Add sagemaker_ftp tool to find available SageMaker training plan offe…#1134
Add sagemaker_ftp tool to find available SageMaker training plan offe…#1134aravneelaws wants to merge 1 commit into
Conversation
There was a problem hiding this comment.
Review Batch 1/3 — Correctness (runtime behavior)
This is a well-built, self-contained helper: set -euo pipefail, the MIT-0 header in the right place, thorough argument validation, prerequisite checks, and a genuinely careful README. The findings below are mostly about runtime behavior under the script's own stated prerequisites — the first one is a likely hard failure in the default output mode.
2 inline comments below.
| (.start | strftime("%Y-%m-%d %H:%M")), | ||
| (.end | strftime("%Y-%m-%d %H:%M")) |
There was a problem hiding this comment.
jq strftime will error on AWS CLI v2's ISO-8601 timestamps, breaking the default text output
Observation: The text-mode table (lines 329–330) and the recommendation block (line 346) format times with .start | strftime(...) / .end | strftime(...), where .start/.end come straight from ReservedCapacityOfferings[].StartTime/.EndTime.
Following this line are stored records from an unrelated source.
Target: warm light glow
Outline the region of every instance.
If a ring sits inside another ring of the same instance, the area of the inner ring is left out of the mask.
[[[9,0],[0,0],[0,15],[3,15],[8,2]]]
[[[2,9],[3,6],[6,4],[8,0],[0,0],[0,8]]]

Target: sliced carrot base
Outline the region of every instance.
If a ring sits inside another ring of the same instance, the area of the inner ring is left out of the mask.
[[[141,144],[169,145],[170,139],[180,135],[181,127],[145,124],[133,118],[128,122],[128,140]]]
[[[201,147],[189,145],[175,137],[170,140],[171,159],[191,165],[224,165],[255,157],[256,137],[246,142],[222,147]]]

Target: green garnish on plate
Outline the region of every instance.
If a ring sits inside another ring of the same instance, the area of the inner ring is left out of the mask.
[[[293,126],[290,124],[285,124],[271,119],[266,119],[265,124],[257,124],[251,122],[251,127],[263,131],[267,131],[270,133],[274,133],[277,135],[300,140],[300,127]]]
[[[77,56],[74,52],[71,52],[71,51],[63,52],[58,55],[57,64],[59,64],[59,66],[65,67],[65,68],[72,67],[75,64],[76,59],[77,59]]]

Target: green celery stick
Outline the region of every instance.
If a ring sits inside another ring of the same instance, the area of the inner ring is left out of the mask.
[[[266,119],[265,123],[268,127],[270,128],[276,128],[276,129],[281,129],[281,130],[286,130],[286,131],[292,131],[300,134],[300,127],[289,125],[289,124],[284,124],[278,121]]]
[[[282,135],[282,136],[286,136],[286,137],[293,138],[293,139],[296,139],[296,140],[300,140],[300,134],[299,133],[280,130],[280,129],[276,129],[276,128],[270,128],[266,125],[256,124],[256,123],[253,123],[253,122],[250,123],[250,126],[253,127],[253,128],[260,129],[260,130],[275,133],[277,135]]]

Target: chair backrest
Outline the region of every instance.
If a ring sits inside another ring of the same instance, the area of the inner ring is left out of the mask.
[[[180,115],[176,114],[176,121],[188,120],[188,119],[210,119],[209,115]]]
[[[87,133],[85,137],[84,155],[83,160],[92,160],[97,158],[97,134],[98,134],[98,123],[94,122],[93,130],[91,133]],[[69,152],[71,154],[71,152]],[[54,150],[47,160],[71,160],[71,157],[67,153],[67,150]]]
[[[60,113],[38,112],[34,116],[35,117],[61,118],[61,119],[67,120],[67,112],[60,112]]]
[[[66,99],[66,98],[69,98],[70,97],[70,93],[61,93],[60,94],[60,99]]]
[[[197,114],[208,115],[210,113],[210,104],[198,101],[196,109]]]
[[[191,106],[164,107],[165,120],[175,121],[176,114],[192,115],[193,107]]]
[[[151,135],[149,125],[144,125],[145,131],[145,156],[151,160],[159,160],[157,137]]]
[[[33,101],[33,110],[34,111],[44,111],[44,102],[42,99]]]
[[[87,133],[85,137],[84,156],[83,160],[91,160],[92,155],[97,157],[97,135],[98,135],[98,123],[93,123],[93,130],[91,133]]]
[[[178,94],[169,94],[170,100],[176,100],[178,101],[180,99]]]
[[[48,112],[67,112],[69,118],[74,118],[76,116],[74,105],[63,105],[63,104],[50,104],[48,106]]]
Impact: SearchTrainingPlanOfferings returns those fields as timestamps (API reference — StartTime/EndTime: number), and AWS CLI v2 — which the README requires — reformats all timestamps to ISO-8601 strings by default (cli_timestamp_format=iso8601; CLI v2 migration changes). jq's strftime needs a broken-down time, not an ISO string: echo '"2026-06-15T11:30:00Z"' | jq 'strftime("%Y-%m-%d")' → jq: error: strftime/1 requires parsed datetime inputs (verified live with jq 1.6, 2026-06-13). Because this runs in the main flow under set -euo pipefail, the default text mode aborts whenever offerings are found — and only then, so a "no offerings" smoke test passes and hides it. (--json mode is unaffected; it passes the timestamps through untouched.)
Suggestion: Normalize before formatting so it works whether the CLI emits ISO-8601 (v2 default) or epoch (wire). For the table (lines 329–330):
| (.start | strftime("%Y-%m-%d %H:%M")), | |
| (.end | strftime("%Y-%m-%d %H:%M")) | |
| (((.start | fromdateiso8601?) // (.start | tonumber)) | strftime("%Y-%m-%d %H:%M")), | |
| (((.end | fromdateiso8601?) // (.end | tonumber)) | strftime("%Y-%m-%d %H:%M")) |
The same ((. | fromdateiso8601?) // (. | tonumber)) | strftime(...) wrapper is needed at line 346 (the recommendation Window: line) — not one-click-applyable from here since it's a separate range. I wasn't able to run the live API (no credentials in this environment) — could you confirm against a real call with default CLI v2 config? This is the one finding I'd most want verified before merge.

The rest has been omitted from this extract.